Dyrehaven

Farrow & BallNo. 9819LRV 16
LRV16dark
Undertonegreen
FamilyCool Grays
Best roomsliving room, bedroom, dining room
In the Room

What Dyrehaven Actually Looks Like

Dyrehaven is a deep grey-green that holds its color without tipping into olive or sage. On the chip it can look almost muddy, a flat dusty green. On the wall it does something different. The multi-pigment formula gives it a depth that shifts through the day, and you will notice the green and the grey trading places depending on the light.

In morning light, especially from an east-facing window, the green comes forward and reads cleaner and slightly cooler. By afternoon it settles into a softer, greyer version of itself. Under warm artificial light at night it goes darker and earthier, leaning toward forest and pulling shadows into the corners. This is a color that rewards you for living with it across a full day rather than judging it in one sitting.

The Estate Emulsion finish matters here. That chalky matte surface absorbs light instead of bouncing it back, so Dyrehaven looks denser and more velvety than a standard flat paint at the same LRV. It reads richer than its number suggests. If you have only seen American greens at LRV 15, expect this one to look a notch deeper and more saturated in person.

Undertone Read

Dyrehaven Undertones

The undertone story here is grey under green. The green is the headline, but it sits on a grey base that keeps the whole thing grounded and stops it from feeling fresh or springy. Warm light pulls the green out. Cool north light pushes the grey forward and can make it look almost slate in dim conditions.

This matters when you choose everything around it. Set Dyrehaven next to a cool blue-grey and the green reads brighter by contrast. Put it beside warm wood or a creamy white and the grey settles down and the green warms up. Test your trim and your flooring against the actual wall before you commit, because this color takes direction from its neighbors.

Where It Shines

Where Dyrehaven Works Best

Dyrehaven suits rooms where you want enclosure rather than airiness. Dining rooms, studies, snugs, bedrooms, and any space you use mostly in the evening. In a south-facing room it stays lively and the green holds steady through the day. In a north-facing room it goes moody and grey, which works if you lean into it with warm lighting and richer furnishings, but will feel cold if you fight it with bright white everything.

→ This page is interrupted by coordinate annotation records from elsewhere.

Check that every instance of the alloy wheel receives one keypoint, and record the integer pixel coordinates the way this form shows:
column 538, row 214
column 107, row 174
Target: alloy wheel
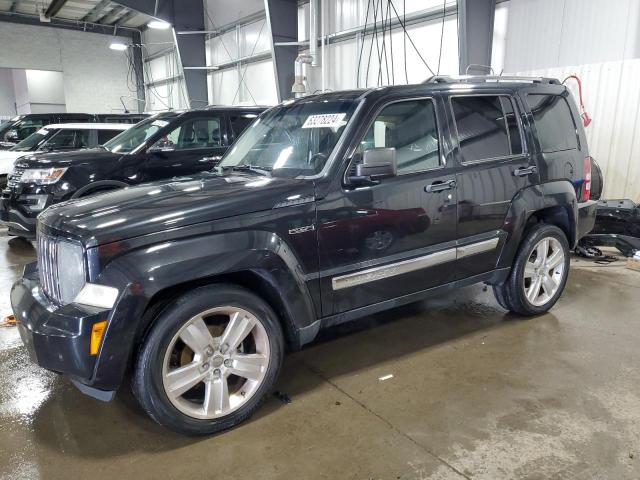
column 216, row 362
column 544, row 271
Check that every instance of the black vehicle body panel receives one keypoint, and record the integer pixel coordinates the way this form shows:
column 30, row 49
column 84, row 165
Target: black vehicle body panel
column 291, row 240
column 93, row 170
column 617, row 224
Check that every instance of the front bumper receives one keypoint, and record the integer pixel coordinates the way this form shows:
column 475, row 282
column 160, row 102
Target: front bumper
column 586, row 217
column 19, row 212
column 57, row 337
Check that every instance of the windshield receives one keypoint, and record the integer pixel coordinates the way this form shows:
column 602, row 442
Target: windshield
column 32, row 141
column 6, row 126
column 137, row 135
column 293, row 139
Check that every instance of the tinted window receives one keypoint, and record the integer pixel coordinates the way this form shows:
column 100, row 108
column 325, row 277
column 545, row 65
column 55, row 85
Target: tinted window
column 410, row 127
column 106, row 135
column 515, row 140
column 194, row 133
column 487, row 127
column 554, row 122
column 68, row 139
column 241, row 121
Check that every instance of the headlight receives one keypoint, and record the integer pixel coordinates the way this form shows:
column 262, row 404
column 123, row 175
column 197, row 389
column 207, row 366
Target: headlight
column 71, row 272
column 42, row 176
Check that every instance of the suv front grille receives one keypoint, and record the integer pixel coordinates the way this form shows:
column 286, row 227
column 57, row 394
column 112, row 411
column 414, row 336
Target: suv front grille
column 15, row 176
column 48, row 266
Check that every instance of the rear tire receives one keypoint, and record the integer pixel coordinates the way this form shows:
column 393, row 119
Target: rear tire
column 539, row 272
column 209, row 360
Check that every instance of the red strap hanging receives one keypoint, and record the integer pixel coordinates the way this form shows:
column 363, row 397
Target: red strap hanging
column 586, row 119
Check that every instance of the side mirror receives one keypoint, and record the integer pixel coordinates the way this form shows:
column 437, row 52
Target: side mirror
column 376, row 163
column 160, row 147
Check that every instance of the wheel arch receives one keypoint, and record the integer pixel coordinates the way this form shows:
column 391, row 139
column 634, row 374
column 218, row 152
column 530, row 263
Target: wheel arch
column 256, row 260
column 554, row 203
column 254, row 281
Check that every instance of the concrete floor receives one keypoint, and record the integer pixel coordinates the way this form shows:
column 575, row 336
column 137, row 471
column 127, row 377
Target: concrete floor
column 475, row 393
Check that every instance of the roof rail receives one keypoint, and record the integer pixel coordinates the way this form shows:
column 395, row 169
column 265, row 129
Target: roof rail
column 489, row 78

It handles larger rooms and tall ceilings well because the depth gives you something to anchor a big space. In a small room it creates a cocooning, jewel-box effect, just know it will read dark, so commit to the mood rather than expecting it to feel open.

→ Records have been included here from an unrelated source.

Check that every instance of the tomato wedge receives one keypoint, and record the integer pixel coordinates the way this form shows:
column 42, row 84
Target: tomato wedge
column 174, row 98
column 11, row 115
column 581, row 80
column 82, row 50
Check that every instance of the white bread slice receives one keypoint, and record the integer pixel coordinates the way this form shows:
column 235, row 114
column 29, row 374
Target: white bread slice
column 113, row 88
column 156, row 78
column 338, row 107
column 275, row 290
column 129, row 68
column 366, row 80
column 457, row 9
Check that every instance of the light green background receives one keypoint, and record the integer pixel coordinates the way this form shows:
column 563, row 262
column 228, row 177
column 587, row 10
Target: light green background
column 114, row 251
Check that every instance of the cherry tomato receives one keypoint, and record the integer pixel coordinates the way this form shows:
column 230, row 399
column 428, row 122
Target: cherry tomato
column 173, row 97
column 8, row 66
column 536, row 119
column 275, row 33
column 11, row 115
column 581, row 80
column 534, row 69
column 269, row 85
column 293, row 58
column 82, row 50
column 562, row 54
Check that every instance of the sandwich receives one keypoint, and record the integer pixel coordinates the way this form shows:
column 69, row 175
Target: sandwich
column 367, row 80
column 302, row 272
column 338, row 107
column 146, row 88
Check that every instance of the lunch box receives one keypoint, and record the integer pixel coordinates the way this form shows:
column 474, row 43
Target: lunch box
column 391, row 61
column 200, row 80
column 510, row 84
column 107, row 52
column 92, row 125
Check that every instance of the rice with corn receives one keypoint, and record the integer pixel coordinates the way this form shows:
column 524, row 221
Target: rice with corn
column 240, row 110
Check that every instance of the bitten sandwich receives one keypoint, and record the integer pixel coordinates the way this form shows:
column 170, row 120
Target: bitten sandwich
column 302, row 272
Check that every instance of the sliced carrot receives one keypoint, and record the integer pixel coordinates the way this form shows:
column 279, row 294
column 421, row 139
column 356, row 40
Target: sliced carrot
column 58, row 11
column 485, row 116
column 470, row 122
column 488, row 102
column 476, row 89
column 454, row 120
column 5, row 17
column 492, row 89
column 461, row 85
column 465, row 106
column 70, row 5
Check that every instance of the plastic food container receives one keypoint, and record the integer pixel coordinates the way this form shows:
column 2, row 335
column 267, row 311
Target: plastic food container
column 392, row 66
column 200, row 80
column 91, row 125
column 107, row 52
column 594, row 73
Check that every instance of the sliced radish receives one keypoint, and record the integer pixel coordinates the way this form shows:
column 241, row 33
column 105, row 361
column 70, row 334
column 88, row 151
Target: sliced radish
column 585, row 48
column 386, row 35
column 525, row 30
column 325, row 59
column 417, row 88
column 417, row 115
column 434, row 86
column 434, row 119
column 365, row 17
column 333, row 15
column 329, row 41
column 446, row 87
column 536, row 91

living roombedroomdining roomstudy
Pairing Guide

What to Pair With Dyrehaven

Farrow & Ball recommends Old White as the complementary white, and it is a smart call. Old White has enough warmth and a touch of green-grey itself, so it sits on trim without the jarring brightness a pure white would bring against this depth. For a softer transition, School House White also works. Avoid stark optic whites, which fight the chalky depth and make the green look dull by comparison.

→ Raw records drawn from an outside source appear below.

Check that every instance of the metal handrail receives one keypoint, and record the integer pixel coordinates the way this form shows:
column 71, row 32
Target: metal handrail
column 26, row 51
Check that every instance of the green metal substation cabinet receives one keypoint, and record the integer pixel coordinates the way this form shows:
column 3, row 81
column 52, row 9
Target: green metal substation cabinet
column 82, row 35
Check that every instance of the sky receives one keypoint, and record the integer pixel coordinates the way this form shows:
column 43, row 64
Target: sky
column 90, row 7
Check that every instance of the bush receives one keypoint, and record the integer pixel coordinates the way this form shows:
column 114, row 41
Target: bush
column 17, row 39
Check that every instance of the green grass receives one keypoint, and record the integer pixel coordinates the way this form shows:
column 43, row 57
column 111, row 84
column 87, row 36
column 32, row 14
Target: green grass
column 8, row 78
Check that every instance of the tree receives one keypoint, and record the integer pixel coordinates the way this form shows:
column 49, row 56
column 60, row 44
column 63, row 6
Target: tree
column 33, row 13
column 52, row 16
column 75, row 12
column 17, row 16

For furniture, warm woods like oak and walnut look settled against Dyrehaven, and brass or aged bronze hardware picks up the warmth. Natural linen, terracotta, ochre, and burnt orange textiles all pull the green forward in a good way. For adjacent F&B colors, try Setting Plaster or Sulking Room Pink for a soft contrast, or go deeper with Railings on woodwork for a darker, dramatic scheme. Floors in mid-to-warm wood or natural sisal keep the room grounded.

What to Avoid

Colors That Clash With Dyrehaven

Cool, blue-based greys are the common mistake. Put a steely grey next to Dyrehaven and the green curdles, looking dirty rather than rich. Bright, clean whites do the same thing by exposing the chalkiness as flatness instead of depth. Skip pastel greens and minty tones, which make Dyrehaven look like a mistake rather than a deliberate choice. High-contrast cool colors in general work against it. This is a warm-leaning, grounded green and it wants warm company.